Well, there is a second difference. You can argue that you need a statistically significant number of samples in order to identify the correct action to focus on. I can buy that, but then isn’t the argument that something is better than nothing while you build up this sample? That’s an argument for small wins.

So I’m back to where I started. There is nothing wrong with the recommended actions in the Scrum Guide to action retrospective items. Tracking the data as it comes in through retrospective is a great idea. Not being able to generate a statistically significant data set isn’t a problem if you do it intelligently. Take advantage of small wins.

May 5, 2021

Agile Release Trains

  —A look at Agile Release Trains.

A collegue recently provided me a link to Agile Release Trains (ARTs). It’s not an entirely new concept to me, but one that I’ve never had the opportunity to put into practice. ARTs are part of SAFe.

I view the release train model as separating scope from timeline–the idea that if your scope misses the nth train it can go into the nth+1 train. It’s a simple idea with possibly profound implications. SAFe uses ARTs as a key delivery vechicle. SAFe is much, much broader in scope.

To properly understand SAFe, take a look at the SAFe Principles.

A claim in Agile Release Trains is that ARTs are cross-functional. ARTs have all the capabilities—software, hardware, firmware—needed to define, implement, test, deploy, release, and where applicable, operate solutions.

ARTs operate on a set of common principles.

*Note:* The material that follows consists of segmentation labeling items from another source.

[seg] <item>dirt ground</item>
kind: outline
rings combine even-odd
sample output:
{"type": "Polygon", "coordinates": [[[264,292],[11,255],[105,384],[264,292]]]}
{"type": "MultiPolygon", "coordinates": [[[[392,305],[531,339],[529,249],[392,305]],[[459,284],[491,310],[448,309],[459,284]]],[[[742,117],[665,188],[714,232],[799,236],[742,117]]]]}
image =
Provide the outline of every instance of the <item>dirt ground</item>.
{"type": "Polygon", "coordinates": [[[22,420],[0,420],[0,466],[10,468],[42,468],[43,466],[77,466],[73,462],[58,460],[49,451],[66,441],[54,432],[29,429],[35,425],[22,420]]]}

  • A fixed schedule as determined by the program increment cadence. All agile teams use the same cadence. A program increment has a fixed length typically 8-12 weeks in duration.
  • A system demo of each system increment every 2 weeks. A final system demo occurs at the end of each program increment. That demo includes the inspect and adapt activity.
  • Has a known velocity for the program increment.
  • Rely upon agile teams.
  • Rely upon dedicated people who support the ART, regardless of their functional reporting structure.
  • Rely upon face-to-face program increment planning.
  • Provide a buffer for innovation and planning including dedicated time for
    • program increment planning,
    • innovation,
    • continuing education and
    • infrastructure work.
  • Rely upon develop on cadance and release on demand, where demand is driven by a customer. ARTs apply cadence and synchronization to address the variability of Research and Development. Releasing is typically decoupled from the development cadence.

These principles interplay like this.

Agile Release Trains
Agile Release Trains

ARTs have some parallels with Scrum. Indeed, teams involved in ARTs may use Scrum.

The question is can ARTs be accomplished without SAFe? The short answer is they cannot.

The starting point for that question is Essential SAFe. You cannot separate ARTs from SAFe because ARTs are part of the key ingredients of SAFe. Those ingredients are:

  1. Lean–Agile Principles
  2. Real Agile Teams and Trains
  3. Cadence and Synchronization
  4. Program Increment Planning
  5. DevOps and Releasability
  6. System Demo
  7. Inspect and Adapt
  8. Architectural Runway
  9. Innovation and Planning Iteration
  10. Lean–Agile Leadership

If you want to use ARTs without SAFe you are really interested in a method like Scrum, Extreme Programming, or Kanban. The rationale for using ARTs is that they scale. And that’s the whole point fo SAFe: developing enterprise-scale solutions. The methods listed are focus on individual teams.